Burada belediye başkanlarını görevden alınarak yerlerine kayyım atanmasının terörle hiç bir inanlıcılığının olmadığını söylerken,tam bir kayyım komedisi olduğunu da belirtelim.
Belediye başkanlarının görevden alınmasında okumamız; Cumhur İttifakının siyasi stratejisi İstanbul’da seçimleri iptal ettirerek kazanacakları hesaplarının tutmaması ve hatta; 13 bin farkın 805 bine çıkması ile siyaseten nakavt olmaları; Erdoğan ve ortağını gündemi değiştirmek ve iktidar ömürlerini uzatmak, yeni bir gerginlik arayışına soktu.
Erdoğan hatırlanırsa Ağustos ayında sürprizlerimiz olacak diyordu, meğer Diyarbakır,Van ve Mardin Belediye başkanlarını almakmış,bu sürpriz Ankara ve İstanbul’a uzanır mı,onu da demokrasi güçlerinin ortak mücadelesi belirleyecek.

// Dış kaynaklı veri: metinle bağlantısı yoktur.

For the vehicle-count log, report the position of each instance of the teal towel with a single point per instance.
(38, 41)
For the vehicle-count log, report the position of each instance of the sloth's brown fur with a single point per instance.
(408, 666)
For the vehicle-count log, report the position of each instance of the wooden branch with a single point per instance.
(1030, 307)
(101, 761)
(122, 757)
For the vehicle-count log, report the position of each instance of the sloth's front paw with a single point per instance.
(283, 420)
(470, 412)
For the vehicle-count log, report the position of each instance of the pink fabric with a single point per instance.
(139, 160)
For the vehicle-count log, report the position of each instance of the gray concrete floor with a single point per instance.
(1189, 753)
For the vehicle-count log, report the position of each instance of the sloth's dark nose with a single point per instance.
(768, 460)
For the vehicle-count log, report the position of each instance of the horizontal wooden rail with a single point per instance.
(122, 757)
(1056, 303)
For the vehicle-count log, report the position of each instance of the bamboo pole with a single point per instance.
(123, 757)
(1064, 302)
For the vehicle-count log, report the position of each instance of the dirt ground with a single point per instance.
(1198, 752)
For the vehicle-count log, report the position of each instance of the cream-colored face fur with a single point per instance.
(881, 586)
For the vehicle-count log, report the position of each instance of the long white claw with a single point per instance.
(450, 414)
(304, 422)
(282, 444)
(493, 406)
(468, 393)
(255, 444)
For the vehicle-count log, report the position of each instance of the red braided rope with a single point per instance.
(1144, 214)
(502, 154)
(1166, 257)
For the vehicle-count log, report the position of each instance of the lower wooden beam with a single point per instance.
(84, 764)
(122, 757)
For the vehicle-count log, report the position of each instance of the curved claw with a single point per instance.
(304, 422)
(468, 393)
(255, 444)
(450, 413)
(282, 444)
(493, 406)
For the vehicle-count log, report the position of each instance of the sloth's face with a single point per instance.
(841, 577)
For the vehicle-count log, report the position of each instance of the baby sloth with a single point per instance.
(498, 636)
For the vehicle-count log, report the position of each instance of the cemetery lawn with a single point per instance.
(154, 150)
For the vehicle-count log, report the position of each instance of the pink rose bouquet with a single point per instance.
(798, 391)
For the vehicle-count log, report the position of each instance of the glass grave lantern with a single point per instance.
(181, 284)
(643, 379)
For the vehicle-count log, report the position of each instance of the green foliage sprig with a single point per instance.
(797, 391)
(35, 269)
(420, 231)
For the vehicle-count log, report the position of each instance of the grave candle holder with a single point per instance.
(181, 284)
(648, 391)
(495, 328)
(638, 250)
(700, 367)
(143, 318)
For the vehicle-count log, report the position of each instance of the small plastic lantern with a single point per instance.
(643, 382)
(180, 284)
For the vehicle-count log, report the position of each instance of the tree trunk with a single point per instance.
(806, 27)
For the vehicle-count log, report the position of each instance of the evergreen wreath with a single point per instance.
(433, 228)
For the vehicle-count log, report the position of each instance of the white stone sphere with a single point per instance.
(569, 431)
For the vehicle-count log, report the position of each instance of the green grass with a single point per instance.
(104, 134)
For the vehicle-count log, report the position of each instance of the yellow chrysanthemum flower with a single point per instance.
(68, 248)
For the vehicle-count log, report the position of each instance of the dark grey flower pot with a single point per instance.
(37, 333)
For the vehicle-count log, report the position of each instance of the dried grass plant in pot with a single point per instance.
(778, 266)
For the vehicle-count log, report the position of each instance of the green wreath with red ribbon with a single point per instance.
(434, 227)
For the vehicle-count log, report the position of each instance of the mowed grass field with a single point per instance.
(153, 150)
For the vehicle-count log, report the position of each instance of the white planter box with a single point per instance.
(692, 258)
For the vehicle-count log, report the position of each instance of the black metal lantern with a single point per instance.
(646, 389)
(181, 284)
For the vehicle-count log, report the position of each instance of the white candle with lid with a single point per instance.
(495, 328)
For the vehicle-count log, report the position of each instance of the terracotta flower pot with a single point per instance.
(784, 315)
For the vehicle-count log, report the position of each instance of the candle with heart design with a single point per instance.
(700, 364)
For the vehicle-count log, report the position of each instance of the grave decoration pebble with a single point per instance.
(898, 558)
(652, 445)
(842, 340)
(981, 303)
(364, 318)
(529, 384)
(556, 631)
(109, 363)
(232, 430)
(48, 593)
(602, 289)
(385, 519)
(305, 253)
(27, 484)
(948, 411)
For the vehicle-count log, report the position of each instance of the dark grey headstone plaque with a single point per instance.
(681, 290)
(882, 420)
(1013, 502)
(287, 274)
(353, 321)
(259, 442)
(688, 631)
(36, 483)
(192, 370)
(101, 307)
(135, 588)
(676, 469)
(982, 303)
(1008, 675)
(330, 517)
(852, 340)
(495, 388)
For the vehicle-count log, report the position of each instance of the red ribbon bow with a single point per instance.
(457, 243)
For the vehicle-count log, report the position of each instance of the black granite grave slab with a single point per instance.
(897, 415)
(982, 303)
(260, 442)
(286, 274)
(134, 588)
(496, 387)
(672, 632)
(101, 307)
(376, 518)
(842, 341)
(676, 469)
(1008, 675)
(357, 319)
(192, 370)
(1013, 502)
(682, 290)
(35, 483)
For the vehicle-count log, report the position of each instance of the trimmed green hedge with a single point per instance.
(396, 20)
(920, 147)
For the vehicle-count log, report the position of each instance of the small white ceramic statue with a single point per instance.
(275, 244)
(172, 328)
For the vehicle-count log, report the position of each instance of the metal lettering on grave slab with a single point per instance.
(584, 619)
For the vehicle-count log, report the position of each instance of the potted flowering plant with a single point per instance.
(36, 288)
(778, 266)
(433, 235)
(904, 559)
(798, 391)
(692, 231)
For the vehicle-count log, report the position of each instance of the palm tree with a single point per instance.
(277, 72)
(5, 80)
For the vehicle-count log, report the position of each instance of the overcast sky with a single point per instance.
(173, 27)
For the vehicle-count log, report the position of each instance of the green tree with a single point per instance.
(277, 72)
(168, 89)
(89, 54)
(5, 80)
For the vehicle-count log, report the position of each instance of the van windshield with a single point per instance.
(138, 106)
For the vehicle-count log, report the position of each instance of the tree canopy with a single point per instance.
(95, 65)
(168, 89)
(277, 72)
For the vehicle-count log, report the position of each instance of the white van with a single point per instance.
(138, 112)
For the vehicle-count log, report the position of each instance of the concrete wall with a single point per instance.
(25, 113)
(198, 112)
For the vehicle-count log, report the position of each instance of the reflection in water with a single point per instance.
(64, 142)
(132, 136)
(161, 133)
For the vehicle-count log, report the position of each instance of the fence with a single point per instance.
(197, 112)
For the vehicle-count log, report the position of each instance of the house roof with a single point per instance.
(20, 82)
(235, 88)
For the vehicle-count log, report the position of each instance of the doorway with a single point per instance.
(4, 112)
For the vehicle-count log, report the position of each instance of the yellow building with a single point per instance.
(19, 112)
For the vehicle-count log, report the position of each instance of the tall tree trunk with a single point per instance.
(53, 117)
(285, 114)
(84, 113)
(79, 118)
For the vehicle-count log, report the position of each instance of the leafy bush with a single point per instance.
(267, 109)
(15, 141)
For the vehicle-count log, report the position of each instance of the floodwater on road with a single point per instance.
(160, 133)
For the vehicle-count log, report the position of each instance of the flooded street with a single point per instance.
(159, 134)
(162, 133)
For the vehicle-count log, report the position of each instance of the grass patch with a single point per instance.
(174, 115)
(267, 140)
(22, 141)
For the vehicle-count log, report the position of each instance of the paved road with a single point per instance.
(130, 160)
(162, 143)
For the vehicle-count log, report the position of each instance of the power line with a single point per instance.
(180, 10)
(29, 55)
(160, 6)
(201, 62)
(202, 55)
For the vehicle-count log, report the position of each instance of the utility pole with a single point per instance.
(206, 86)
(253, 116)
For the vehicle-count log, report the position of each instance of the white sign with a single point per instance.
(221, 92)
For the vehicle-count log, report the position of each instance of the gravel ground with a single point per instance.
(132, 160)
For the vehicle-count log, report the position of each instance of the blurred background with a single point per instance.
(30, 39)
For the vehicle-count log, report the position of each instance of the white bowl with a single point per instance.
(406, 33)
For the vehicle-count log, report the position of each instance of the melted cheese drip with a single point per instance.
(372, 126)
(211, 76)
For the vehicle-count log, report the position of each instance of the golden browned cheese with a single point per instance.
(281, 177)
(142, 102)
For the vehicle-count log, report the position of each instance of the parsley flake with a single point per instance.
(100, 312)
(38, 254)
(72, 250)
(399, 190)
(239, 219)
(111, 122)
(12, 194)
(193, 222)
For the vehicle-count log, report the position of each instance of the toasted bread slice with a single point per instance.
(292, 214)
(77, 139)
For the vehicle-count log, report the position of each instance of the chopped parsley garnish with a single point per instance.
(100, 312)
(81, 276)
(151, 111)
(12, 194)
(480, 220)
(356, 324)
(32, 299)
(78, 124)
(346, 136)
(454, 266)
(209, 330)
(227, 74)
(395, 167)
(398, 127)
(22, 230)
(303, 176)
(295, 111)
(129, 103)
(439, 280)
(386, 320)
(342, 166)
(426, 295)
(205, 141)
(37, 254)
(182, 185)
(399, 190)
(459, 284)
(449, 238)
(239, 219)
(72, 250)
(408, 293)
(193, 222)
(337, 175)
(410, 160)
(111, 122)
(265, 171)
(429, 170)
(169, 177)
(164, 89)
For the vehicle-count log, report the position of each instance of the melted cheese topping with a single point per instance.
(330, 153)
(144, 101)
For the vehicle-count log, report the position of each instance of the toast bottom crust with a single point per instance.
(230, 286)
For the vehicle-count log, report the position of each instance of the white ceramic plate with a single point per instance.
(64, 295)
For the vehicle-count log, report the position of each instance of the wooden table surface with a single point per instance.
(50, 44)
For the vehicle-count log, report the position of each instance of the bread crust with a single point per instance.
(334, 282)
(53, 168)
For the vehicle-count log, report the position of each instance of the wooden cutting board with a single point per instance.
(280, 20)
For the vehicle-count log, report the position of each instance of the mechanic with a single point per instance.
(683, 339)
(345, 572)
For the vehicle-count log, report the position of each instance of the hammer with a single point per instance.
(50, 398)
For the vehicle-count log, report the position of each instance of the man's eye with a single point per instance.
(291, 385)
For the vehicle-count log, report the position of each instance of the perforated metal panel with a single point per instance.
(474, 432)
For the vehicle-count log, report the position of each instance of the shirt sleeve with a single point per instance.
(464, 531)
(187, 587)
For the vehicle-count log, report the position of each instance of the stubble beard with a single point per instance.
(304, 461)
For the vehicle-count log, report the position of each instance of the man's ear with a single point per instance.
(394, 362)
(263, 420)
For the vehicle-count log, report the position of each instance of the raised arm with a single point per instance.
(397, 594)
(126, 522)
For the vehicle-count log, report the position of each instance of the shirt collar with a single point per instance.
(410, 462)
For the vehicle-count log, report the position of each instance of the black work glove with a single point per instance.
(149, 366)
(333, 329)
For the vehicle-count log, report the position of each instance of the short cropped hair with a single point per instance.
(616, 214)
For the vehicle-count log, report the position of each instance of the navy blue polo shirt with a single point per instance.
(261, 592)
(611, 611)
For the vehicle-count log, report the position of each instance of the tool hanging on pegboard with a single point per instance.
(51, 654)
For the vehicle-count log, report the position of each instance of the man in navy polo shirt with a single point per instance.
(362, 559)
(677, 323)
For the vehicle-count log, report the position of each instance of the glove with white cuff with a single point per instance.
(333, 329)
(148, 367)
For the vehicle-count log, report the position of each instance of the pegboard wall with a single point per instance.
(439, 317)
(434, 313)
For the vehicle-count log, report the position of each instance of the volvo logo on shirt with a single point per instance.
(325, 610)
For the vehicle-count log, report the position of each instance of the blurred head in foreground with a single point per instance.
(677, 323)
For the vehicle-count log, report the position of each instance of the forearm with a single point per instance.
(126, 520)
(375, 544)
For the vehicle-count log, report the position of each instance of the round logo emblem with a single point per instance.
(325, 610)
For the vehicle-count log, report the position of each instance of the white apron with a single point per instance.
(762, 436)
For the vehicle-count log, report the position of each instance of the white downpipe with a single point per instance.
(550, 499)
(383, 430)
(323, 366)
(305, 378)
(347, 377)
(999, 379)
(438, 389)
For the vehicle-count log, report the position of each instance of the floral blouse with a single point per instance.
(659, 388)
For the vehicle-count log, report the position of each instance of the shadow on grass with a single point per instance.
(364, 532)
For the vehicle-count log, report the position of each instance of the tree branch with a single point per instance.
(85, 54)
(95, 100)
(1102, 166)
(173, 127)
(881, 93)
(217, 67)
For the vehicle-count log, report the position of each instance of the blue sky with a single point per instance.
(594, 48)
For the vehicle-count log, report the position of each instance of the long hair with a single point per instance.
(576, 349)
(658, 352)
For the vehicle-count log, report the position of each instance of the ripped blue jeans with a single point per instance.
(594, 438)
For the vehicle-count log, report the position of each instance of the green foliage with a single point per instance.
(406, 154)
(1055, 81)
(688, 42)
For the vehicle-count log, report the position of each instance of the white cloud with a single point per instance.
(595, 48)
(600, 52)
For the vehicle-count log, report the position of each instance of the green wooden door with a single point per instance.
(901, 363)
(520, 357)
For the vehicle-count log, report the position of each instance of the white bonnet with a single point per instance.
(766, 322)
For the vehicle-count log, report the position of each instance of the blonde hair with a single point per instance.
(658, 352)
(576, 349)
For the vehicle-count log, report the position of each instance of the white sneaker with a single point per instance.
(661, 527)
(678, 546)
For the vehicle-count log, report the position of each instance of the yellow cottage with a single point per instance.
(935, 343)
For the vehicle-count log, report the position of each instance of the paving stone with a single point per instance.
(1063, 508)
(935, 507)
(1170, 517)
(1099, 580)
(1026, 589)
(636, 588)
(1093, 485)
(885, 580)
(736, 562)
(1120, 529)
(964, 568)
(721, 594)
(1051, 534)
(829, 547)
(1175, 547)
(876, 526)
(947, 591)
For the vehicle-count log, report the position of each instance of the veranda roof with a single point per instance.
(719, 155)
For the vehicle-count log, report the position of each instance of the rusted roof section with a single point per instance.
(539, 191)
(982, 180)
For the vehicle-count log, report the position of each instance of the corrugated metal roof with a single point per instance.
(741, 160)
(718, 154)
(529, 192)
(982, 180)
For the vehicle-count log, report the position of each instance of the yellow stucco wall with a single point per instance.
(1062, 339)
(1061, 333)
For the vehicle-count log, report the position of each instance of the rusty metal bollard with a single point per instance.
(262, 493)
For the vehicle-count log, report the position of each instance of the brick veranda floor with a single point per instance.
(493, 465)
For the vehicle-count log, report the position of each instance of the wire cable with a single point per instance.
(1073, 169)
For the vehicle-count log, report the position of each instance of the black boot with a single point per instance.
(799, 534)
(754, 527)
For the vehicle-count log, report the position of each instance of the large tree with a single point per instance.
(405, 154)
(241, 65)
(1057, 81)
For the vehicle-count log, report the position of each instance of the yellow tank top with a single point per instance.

Cumhur ittifakının bir başka stratejisi Millet ortağında çatlak yaratmak; görevden alınan belediye başkanlarının üzerinden İyi parti ile HDP’yi karşı karşıya getirerek CHP’yi taraf olmaya zorlaması gibi bir planı var,bu da göz ardı edilmemeli.
Cumhur ittifakının bir başka planı da;Suriye bataklığından çıkamaması ve dış politikada duvara toslaması, ülkenin can alıcı sorunlarının başında gelen işsizlik ve ekonomiyi gündemden düşürmeyi hedefliyor.
Ne plan yaparsanız yapın demokrasi ve hukuka dönmeden,gerçek özgürlüğün sahipleri olan Kürtlerin iradesini ve muhalefeti yok sayarak hiç bir sorunu çözemezsiniz nokta.
Terörle mücadele diye sahneye koyduğunuz KAYYIM komedi oyununuzu, bu toplum önceden seyretti.
Lütfen artık toplumun sinir uçlarıyla oynamayın sandıktan çıkan sonuca katlanın.